I’m spending the day at Redeeming Work in Portland. A conversation hosted by Christianity Today and Leadership Journal, focused on the intersection of faith and work. This is a subject of passion for me after meeting with so many who hate their jobs and see no kingdom fulfillment in them. But I’m also here in preparation for a few things that will be happening here next month, subscribe here to be notified about that.

I’ll be sharing a few posts throughout the day, as I’m able. Check out Leadership Journal’s page for more resources on these subjects.

Sessions 1 and 2:

Skye Jethani “The Evolution of Faith and Work

“As a pastor I was too preoccupied with my calling instead of their calling.”

“There’s a gap between our functional Bibles and the actual Bible.”

This causes 3 blindspots:


  • In our functional Bible creation starts in Genesis 3. We miss the good of what God created.
  • The cultural creation mandate comes before the marriage mandate.


  • “I didn’t have a theology of calling.”
  • False dichotomy between the work of heaven (clergy) vs. the work of earth (laborers).
  • Puritan theology of calling
    • highest: union with God
    • common: commands to all people
    • specific: unique to the individual


  • We focus on the idea of discontinuity, i.e. “Nothing on earth has an enduring presence.”
  • Instead, the reality is “what we do now actually matters.”
  • Our false focus discredits callings aside from evangelism, work of heaven.

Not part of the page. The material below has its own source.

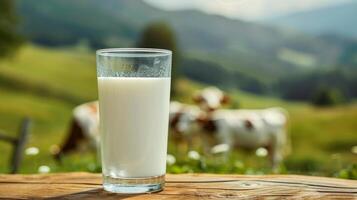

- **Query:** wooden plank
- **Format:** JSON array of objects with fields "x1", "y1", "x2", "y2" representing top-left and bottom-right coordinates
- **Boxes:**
[{"x1": 0, "y1": 173, "x2": 357, "y2": 199}]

  • Recognize your blind spots
  • Avoid sacred/secular divide
  • Embrace the full scope of God’s redemption

AJ Sherrill “Equipping the Saint: Shaping Vocational Imagination

In the late 1800s the best/most desired answer to the question “what do you do?” was “Nothing.”

In today’s world the best/most desired answer to the question “what do you do?” is always connected to work.

Identity is provided through work.

We put a disproportionate weight on occupation as it relates to vocation.

Cultivate a new focus in these areas:


  • Genesis 1 presents God as the creative one, one who acts, does.
  • “God didn’t achieve identity through work. God expressed identity through work.”


  • “Whether your occupation is great or little…do you dare to think of it together with the responsibility of eternity.” -Kierkegaard
  • The Empire State Building was originally designed with the secondary focus of being a blimp dock for sightseers.
  • “A mature imagination discerns what is not, but longs to be.”
  • Pastor as curator, not controller.


  • A practice to be formed through
  • A reminder that matter, matters.
  • A reminder that God loves moving through the ordinary, mundane.

Summary: weekly church gatherings are one of the last remaining places gathering people from all sectors of life, we must inspire something from them.